County Spotlight: Hickman County


Hickman County was established in 1821. Despite being almost 200 years old, the county is still one of the least populated in the state. In fact, in terms of population density, it ranks at the very bottom.1  Unfortunately, the lack of people does not prevent Hickman County from facing some of the same issues as their more populated counterparts. Issues like hunger.

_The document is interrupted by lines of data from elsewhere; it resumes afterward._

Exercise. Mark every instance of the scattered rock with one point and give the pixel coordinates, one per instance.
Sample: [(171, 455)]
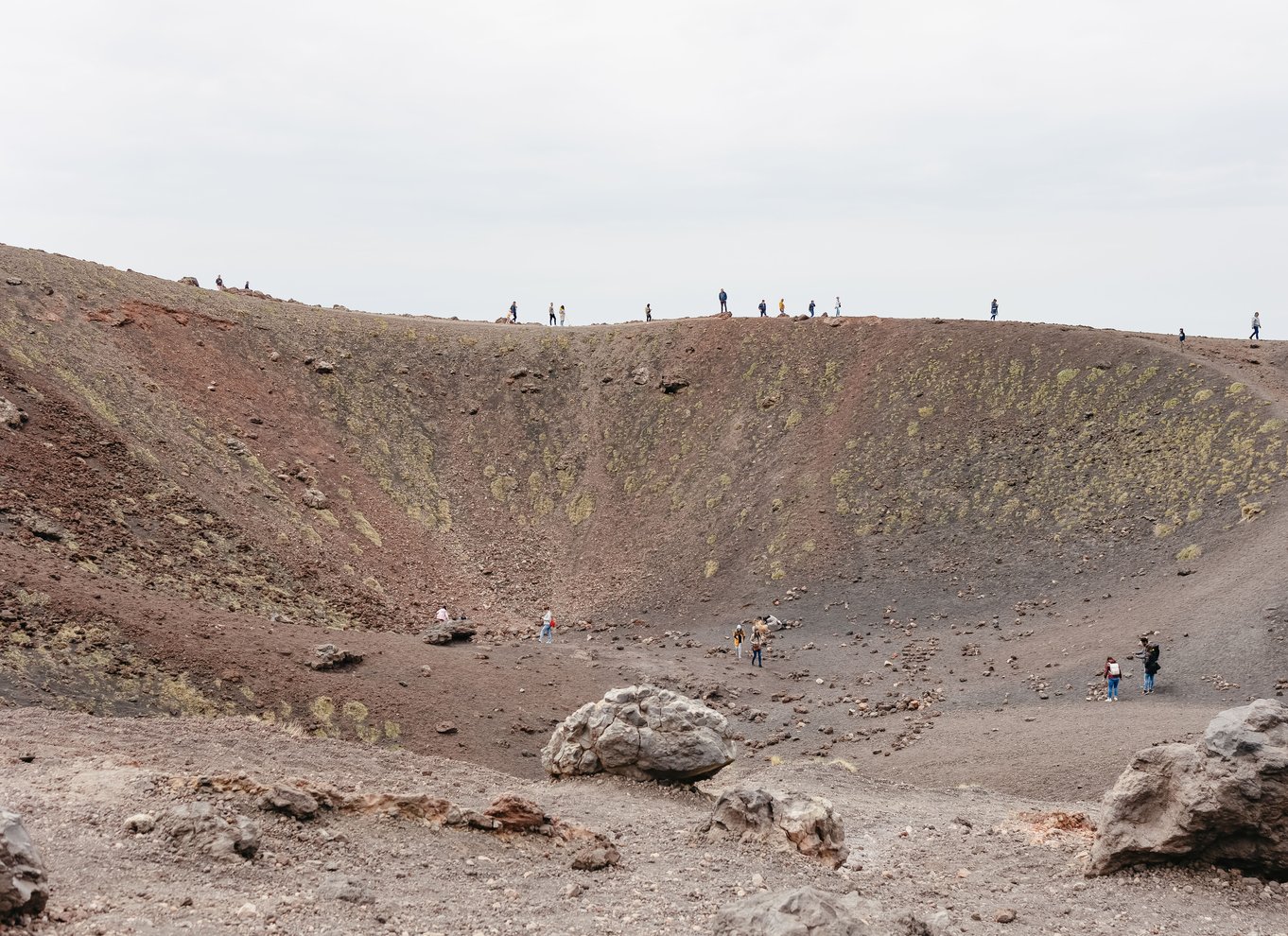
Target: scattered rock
[(141, 823), (292, 803), (196, 825), (807, 823), (330, 657), (809, 911), (1221, 800), (24, 890), (10, 415), (644, 733), (514, 814), (445, 631), (315, 498), (595, 858)]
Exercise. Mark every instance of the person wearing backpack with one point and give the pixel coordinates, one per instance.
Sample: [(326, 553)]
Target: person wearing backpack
[(1149, 653), (1113, 672)]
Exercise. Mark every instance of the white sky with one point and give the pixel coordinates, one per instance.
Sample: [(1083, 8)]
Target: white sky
[(1118, 164)]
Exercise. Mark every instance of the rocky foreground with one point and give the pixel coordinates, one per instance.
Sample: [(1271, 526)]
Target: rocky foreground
[(375, 841)]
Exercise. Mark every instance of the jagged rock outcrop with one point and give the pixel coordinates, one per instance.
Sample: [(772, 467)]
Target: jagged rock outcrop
[(442, 633), (196, 825), (644, 733), (805, 823), (24, 889), (1223, 800), (810, 911)]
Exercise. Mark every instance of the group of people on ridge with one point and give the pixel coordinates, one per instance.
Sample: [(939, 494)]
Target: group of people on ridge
[(1149, 654)]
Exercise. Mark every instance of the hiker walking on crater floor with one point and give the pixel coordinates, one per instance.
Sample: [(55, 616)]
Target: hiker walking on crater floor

Hickman County is one of the 42 counties served by Feeding America, Kentucky’s Heartland (FAKH). According to a Feeding America study, approximately 1 in 7 people living in Hickman County (14.2%) are food-insecure.2  This means that while they might not be going completely without food, they don’t always know when or where that food will come from. To help alleviate this uncertainty, there are several programs in Clinton and in outlying parts of the county which provide a reliable, consistent source of food for these individuals and their families. These programs are run by the Purchase Area Development District (PADD), which is the Partner Distributing Organization (PDO) that operates under FAKH in western Kentucky.

We currently work with 1 partner agency in Hickman County:

Mission House

Through our partnership with PADD and Mission House, struggling individuals and families are able to fill their pantries and tables with various food items. Additional programs to support those in the community who are more vulnerable are also available. Each month over 100 seniors are provided with a box of food through the CSFP Program. This government commodities program helps support those who are 60 and older and struggle to meet all of their own needs, usually because of a limited income. In addition, the BackPack Program provides weekend food to 30 students who often rely on the school meals they receive during the week as a main source of nourishment.

We are incredibly grateful for all that PADD and Mission House are doing to fight hunger in western Kentucky. But there is still a lot to be done. Even citizens in counties with lower populations deserve to know where their next meal will come from. Together, we can work to make this a reality for everyone.